Il est 15h30, à Romorantin, bourgade au milieu des domaines de chasse, quelque part en Sologne. Papiers en poche, les dernières vérifications sont vite réglées. Plein d'essence, et c'est parti ! Je viens d'acheter mon Bedford. L'impression de liberté m'accompagnant, les premiers kilomètres sont dévolus à la découverte des fonctionnalités : compteur à 5 chiffres, essuie glaces 'tout ou rien", feux et clignotants... Encore immatriculé en anciennes plaques dans le Loir-et-Cher, le "Groland-Express" fend la grisaille locale par ce samedi d'octobre 2009. Les panneaux défilent, direction Châteauroux ! Ne cessant de traverser des forêts immenses, l'Indre m'accueille après le pont de Selles sur Cher, et les maisons berrichonnes me rappellent que je suis encore loin du but : Ladapeyre, quelque part en Creuse.

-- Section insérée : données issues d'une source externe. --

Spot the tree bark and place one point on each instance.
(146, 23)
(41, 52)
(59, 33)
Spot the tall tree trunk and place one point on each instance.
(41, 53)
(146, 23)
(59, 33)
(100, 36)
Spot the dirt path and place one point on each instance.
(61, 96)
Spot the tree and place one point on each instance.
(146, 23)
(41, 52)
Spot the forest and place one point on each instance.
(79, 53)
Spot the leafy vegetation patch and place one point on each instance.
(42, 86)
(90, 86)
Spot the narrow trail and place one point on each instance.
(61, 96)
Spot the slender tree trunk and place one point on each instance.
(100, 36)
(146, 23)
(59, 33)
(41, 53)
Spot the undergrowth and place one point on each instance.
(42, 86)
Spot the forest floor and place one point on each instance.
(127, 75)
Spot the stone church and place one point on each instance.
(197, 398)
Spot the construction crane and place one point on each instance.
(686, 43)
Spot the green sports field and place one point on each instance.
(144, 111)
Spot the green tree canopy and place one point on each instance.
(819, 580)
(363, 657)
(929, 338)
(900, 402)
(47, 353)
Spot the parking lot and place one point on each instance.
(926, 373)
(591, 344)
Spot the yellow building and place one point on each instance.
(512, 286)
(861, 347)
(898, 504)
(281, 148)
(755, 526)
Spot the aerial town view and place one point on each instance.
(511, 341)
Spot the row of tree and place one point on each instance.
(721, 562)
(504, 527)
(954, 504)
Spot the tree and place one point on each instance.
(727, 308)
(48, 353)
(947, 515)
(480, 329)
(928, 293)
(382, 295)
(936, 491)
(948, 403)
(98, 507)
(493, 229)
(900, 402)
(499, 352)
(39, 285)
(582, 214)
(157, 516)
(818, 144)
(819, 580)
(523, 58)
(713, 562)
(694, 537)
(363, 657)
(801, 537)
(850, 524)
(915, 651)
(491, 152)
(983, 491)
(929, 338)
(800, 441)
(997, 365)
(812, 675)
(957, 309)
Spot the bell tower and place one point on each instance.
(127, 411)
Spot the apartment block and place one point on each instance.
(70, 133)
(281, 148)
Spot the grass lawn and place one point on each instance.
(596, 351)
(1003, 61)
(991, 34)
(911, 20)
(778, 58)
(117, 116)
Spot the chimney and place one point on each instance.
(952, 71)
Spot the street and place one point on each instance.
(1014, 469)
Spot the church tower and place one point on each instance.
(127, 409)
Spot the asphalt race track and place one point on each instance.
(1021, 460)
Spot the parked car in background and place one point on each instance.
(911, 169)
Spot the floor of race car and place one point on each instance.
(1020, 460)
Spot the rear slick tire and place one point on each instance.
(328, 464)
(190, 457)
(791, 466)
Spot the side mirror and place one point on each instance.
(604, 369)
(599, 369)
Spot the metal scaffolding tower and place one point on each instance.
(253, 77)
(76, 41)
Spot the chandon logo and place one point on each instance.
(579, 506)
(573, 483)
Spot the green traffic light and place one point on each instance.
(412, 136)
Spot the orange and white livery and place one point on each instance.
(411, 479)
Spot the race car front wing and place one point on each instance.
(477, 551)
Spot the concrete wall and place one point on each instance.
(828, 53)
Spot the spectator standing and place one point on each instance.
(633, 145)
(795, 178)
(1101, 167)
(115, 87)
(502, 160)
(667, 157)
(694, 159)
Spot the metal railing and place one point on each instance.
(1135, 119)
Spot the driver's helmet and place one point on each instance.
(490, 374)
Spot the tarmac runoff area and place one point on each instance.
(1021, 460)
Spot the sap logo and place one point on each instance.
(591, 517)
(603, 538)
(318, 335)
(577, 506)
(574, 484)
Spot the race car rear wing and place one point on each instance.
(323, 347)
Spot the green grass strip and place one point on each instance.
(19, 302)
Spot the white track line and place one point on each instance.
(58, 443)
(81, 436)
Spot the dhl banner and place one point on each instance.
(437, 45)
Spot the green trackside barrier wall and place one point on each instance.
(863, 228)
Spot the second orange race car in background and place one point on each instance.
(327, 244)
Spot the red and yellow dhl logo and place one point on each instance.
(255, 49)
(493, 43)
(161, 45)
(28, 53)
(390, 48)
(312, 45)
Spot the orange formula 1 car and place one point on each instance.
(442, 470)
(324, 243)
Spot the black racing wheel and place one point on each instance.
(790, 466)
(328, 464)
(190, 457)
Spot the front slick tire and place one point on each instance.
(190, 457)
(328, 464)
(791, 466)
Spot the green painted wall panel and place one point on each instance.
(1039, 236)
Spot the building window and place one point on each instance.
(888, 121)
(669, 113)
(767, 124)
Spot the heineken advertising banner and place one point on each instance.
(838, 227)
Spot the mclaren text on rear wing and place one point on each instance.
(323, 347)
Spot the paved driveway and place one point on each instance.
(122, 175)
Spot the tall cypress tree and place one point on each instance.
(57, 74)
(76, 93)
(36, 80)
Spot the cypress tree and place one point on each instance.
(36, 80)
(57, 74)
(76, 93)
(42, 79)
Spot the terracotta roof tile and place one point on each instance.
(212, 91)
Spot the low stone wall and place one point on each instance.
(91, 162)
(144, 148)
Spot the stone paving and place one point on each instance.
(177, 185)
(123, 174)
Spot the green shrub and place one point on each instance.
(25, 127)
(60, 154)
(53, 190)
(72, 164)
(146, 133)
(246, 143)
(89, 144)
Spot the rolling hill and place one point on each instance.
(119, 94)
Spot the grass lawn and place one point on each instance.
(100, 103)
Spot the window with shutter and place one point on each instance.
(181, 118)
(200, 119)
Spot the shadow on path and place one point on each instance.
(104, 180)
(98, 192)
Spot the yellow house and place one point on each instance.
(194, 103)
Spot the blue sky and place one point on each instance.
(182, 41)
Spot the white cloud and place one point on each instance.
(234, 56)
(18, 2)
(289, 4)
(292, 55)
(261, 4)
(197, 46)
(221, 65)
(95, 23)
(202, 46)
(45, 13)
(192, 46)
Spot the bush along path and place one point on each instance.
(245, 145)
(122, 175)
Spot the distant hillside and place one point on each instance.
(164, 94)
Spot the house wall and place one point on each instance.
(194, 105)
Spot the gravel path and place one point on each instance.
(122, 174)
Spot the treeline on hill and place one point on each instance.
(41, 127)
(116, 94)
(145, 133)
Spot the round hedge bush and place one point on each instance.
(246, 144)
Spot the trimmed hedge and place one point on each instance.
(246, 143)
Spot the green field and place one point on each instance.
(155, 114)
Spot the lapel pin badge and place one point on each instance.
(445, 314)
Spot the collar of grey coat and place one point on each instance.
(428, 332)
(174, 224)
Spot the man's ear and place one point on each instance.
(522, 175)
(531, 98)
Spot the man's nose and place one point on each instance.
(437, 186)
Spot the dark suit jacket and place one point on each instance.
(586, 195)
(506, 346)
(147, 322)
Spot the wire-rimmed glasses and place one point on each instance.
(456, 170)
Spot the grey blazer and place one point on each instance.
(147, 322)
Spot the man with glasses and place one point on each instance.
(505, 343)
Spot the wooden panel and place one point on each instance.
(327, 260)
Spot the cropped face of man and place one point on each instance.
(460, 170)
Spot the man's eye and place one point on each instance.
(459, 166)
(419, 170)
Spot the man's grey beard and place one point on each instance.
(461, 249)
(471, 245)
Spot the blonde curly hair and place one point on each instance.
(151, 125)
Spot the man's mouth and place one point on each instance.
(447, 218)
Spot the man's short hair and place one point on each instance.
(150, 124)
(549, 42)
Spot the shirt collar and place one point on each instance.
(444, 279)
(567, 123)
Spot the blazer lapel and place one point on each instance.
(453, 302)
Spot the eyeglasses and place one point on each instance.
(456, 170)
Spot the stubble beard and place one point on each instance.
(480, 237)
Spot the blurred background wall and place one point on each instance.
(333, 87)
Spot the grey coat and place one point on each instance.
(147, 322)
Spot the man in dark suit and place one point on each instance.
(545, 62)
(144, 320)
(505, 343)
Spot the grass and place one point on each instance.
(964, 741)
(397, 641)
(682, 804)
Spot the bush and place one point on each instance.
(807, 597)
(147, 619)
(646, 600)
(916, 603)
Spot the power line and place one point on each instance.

Un convoi de "Traction" en goguette, certainement de retour d'une concentration, me gratifie de quelques appels de phares... la passion est plus forte que tout ! Si les fourgons aménagés font de même, certains "fortunés" avec des camping-cars valant le prix d'une baraque dans le Berry ont oublié la politesse, et me regardent d'un œil bizarre ... Bah, qu'importe, contrairement à eux, je n'ai pas à payer un crédit pour mon camping-car (et heureusement ^^) En tout cas, moi qui imaginais le Berry plat comme le port de Rotterdam... que nenni ! C'est même carrément vallonné ! Ah, le temps de la SEAT Ibiza est révolu !

Un petit village à l'est de Châteauroux... arrêt café. Troquet multi-services (café-tabac-snack-carburant-presse-dépôt de pain), avec le comptoir en zinc qui en a au compteur, et les toilettes au fond du jardin... tout y est. Un grand chocolat, et je suis reparti ! Après la traversée de La Châtre, ça devient "rallye"... au delà du panneau "bienvenue en Creuse", le bitume sent la France profonde ! Le Bed' résiste à merveille... il en a vu d'autres ! Et après 3h30 de route, je suis enfin un Bedfordiste rentré, et heureux...

Pousse-pousse à Charolles

Pour sa première grande sortie, un trajet vers Grenoble, ce fut la totale : départ de Guéret à 18h30, juste après avoir quitté le garage Iveco (pour faire réparer les freins avant...) et tout d'un coup... miledieu, j'ai oublié de prendre à manger ! Les supermarchés commencent à baisser le rideau, et je ne tente pas à m'aventurer place Bonnyaud pour aller au Monoprix ... Comment faire ? Après Montluçon, me vient une idée saugrenue : tourner à gauche dans le village de Doyet, et rejoindre l'aire d'autoroute A71, toute proche selon les panneaux... 3 km de piste en pleine nuit, en pleine cambrousse. Et une seule pensée me traversa l'esprit alors : plus jamais ! Non, c'est bien trop risqué, 3 kilomètres de piste, à la lueur des phares, sans trop savoir où j'allais ...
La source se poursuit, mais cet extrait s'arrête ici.